Greeklish (or Greenglish) is writing Greek with latin characters, for example you write ellhnika instead of ελληνικά. Transliteration relies on the human ability to make sense out of nonexact rules. Machine transliteration would face difficulties, because everybody makes their own Greeklish. I had some ideas about coding for transliteration already...
Some links: Scientific approach (Greek), a table for transliteration (English), sample from irc instructions.
Another example is part of our discussion in the chat:
11:41 [+yorixofhelm] betabug: Apo kairo hthela na kanw mia efarmogi pou na
metafrazei apo greeklish se ellinika...
11:41 [+yorixofhelm] betabug: Mporei loipon na fanei xrisimh :-)
11:41 [+yorixofhelm] betabug: Alla mporeis na kaneis kai ayto pou les...
11:42 [@betabug] yorixofhelm: nai, kai egw to skeftika ayto
Yorix writes the greek θ (theta) as "th", while I tend to use the 8. But since nobody tells me so, I may forget and use th sometimes. Same game with other characters. Yorix uses "u" for the Greek "ypsilon", while I go with the latin "y". His choice is better as it optically matches in better and leaves latin "y" open to be possibly used for Greek psi (ψ). I changed my habit.
Most disturbing for me is the setting of "r" for ρ (greek ro). I always want to use "p" for this, which matches better optically. But there is no obvious optical choice for π (greep pi) so it is stuck at "p".
Another problem with machine supported "Greeklish" would of course be that this is very much "up" in the human interface, close to the top of the application level. It could almost be implemented as a keyboard layout and font (so you could write and see proper Greek characters on your own side, while the other side gets Greeklies). This solution would presume an encoding where characters have a 1-to-1 relationship. Theta (θ) could not be translated to "th" because the character we see a different character on our side, but it's still just one character.
If OTOH we code a routine that transliterates input and display, then my first question is: "How do we hook that up to our applications?" Where does iChat get it? How do I tell Terminal.app? Writing web pages in TextEdit, have to call an AppleScript every time I save?.
Terminal.app might be the most simple, as in the shell I can put an Expect script between keyboard input (STDIN), display (STDOUT) and translate all kind of stuff. There is an example script for Expect that does Dvorak keyboard layout in that way.

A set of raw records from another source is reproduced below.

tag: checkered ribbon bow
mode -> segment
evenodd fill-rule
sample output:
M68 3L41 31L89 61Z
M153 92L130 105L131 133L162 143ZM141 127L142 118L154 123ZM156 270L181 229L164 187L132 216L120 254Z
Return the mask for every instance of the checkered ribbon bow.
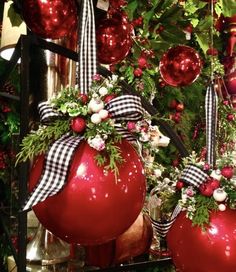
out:
M107 103L106 108L115 121L142 119L143 108L141 99L133 95L122 95L114 98ZM39 113L41 121L49 123L50 119L61 118L61 114L55 111L48 102L39 104ZM126 140L134 140L134 136L117 124L118 132ZM42 175L37 186L29 195L24 211L29 210L32 206L44 201L46 198L57 194L66 184L67 175L73 154L83 140L82 136L74 136L70 133L63 135L56 140L49 148L46 156Z

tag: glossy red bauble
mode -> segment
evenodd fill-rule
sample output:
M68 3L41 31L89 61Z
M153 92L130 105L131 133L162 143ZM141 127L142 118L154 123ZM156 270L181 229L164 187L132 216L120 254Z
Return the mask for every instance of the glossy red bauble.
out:
M225 76L225 85L230 95L236 95L236 71Z
M123 60L132 46L133 28L120 16L106 18L97 26L98 60L103 64L115 64Z
M22 14L28 28L42 38L70 36L77 28L74 0L24 0Z
M212 212L206 231L193 227L182 212L167 234L167 244L180 272L234 272L236 211Z
M71 120L70 127L71 127L72 131L74 131L76 133L81 133L86 128L86 121L82 117L75 117Z
M33 207L46 229L69 243L95 245L115 239L132 225L144 203L145 176L133 146L125 140L118 146L125 162L119 165L115 180L113 172L97 165L98 151L85 141L80 143L64 188ZM32 168L31 190L43 161L39 157Z
M162 79L174 87L193 83L200 75L201 67L202 62L198 53L186 45L170 48L159 63Z

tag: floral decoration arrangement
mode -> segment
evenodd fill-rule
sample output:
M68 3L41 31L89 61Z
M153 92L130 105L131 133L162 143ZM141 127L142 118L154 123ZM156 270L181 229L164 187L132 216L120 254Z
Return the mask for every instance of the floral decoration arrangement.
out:
M149 210L158 210L158 220L169 220L178 205L193 225L204 228L210 220L211 211L236 208L236 113L228 100L221 101L218 108L218 132L216 162L214 166L205 161L206 148L200 154L195 151L183 158L172 171L165 170L156 180L150 194ZM193 165L206 174L200 186L188 184L181 179L186 167ZM155 213L156 213L155 211ZM156 219L156 218L155 218Z
M143 115L140 121L121 121L118 125L111 118L106 104L122 94L120 80L122 78L116 75L104 78L96 74L88 94L68 87L51 98L48 103L59 118L39 124L36 131L31 131L23 139L17 162L46 153L55 140L66 133L72 133L81 135L92 148L99 151L95 157L99 166L107 165L106 167L117 175L117 165L123 162L120 149L116 145L122 139L117 130L119 126L133 135L133 144L143 157L150 180L155 179L156 175L159 175L160 165L154 162L153 156L158 152L158 146L168 145L170 139L160 133L158 126L151 125L151 117L148 114Z

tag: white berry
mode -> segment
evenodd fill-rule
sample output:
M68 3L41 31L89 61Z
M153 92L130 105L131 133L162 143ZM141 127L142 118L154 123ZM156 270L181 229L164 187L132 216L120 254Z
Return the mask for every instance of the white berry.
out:
M99 124L102 121L102 118L98 113L94 113L91 115L91 122L93 124Z
M227 193L222 188L215 189L213 192L213 198L217 202L222 202L226 199Z
M98 92L101 96L104 96L108 94L108 89L106 87L101 87Z
M98 114L100 115L100 117L101 117L102 119L106 119L106 118L108 117L108 114L109 114L109 113L108 113L107 110L100 110Z
M220 204L220 205L218 206L218 209L219 209L221 212L224 212L224 211L226 210L225 204Z
M104 103L102 100L92 98L88 103L88 108L92 112L99 112L104 108Z

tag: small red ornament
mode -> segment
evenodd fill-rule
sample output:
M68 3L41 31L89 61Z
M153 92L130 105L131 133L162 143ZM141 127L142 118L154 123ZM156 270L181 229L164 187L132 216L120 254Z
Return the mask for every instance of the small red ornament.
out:
M86 128L86 121L82 117L75 117L71 120L70 127L76 133L83 132Z
M33 210L41 224L68 243L106 243L126 231L138 217L145 200L143 165L133 146L117 144L124 163L119 176L97 165L98 151L80 143L72 159L66 185ZM131 159L132 158L132 159ZM43 171L44 156L38 157L30 174L30 190Z
M87 94L80 93L78 98L84 105L88 103L89 98Z
M202 183L199 187L199 191L204 196L212 196L214 189L211 187L209 183Z
M234 169L231 166L225 166L221 169L221 175L227 179L231 179L234 175Z
M177 190L181 190L183 187L184 187L184 182L182 181L182 180L178 180L177 182L176 182L176 189Z
M170 86L187 86L200 75L201 59L195 49L178 45L170 48L161 58L159 69L162 79Z
M167 245L179 272L235 272L236 211L212 211L206 230L193 226L182 212L167 234Z
M236 71L225 76L225 84L230 95L236 95Z
M96 30L98 60L103 64L123 60L132 46L132 32L132 25L121 16L101 20Z
M108 94L108 95L105 96L104 102L105 102L105 103L108 103L108 102L110 102L110 101L111 101L113 98L115 98L115 97L116 97L115 94Z
M213 190L220 187L220 181L218 179L211 178L208 183Z
M232 17L226 17L225 24L227 25L227 31L229 33L226 52L228 56L233 56L234 47L236 44L236 14Z
M70 36L77 28L74 0L24 0L22 14L28 28L42 38Z
M136 69L134 70L134 76L136 76L136 77L141 77L142 74L143 74L143 70L142 70L142 69L136 68Z
M109 4L114 9L120 9L127 5L126 0L109 0Z

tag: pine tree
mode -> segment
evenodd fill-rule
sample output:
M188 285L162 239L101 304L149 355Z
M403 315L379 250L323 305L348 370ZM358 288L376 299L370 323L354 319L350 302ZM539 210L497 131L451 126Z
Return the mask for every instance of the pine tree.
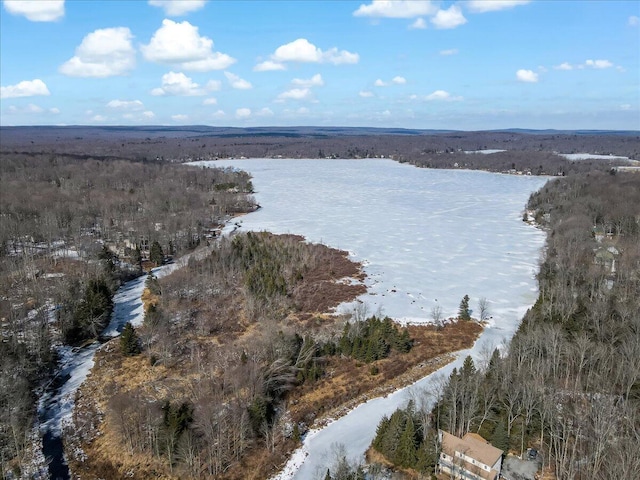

Using a font/keyboard layout, we'd get the exact same transliteration always, like it or not. If you like to use some other transliteration, you have to change the font. And on the receiving side, if your partner uses some other transliteration, you might see partial garbage coming in. People will probably never change their habits for you, so you will for example have to live with the wrong Sigma at the end of words this way.
The program routine could employ extra logic to guess at the transliteration used on the other side. A lexicon of greek words could be used to make best guesses at certain ambivalent characters. This will have the result that we don't get full round-trip fidelity, more of a very loose mapping... but that's what Greeklish is all about.
Update: I'm now using my own python Greek to Greeklish converter, which does Unicode UTF-8 too - at least for mail reading (I don't convert Greeklish to Greek back).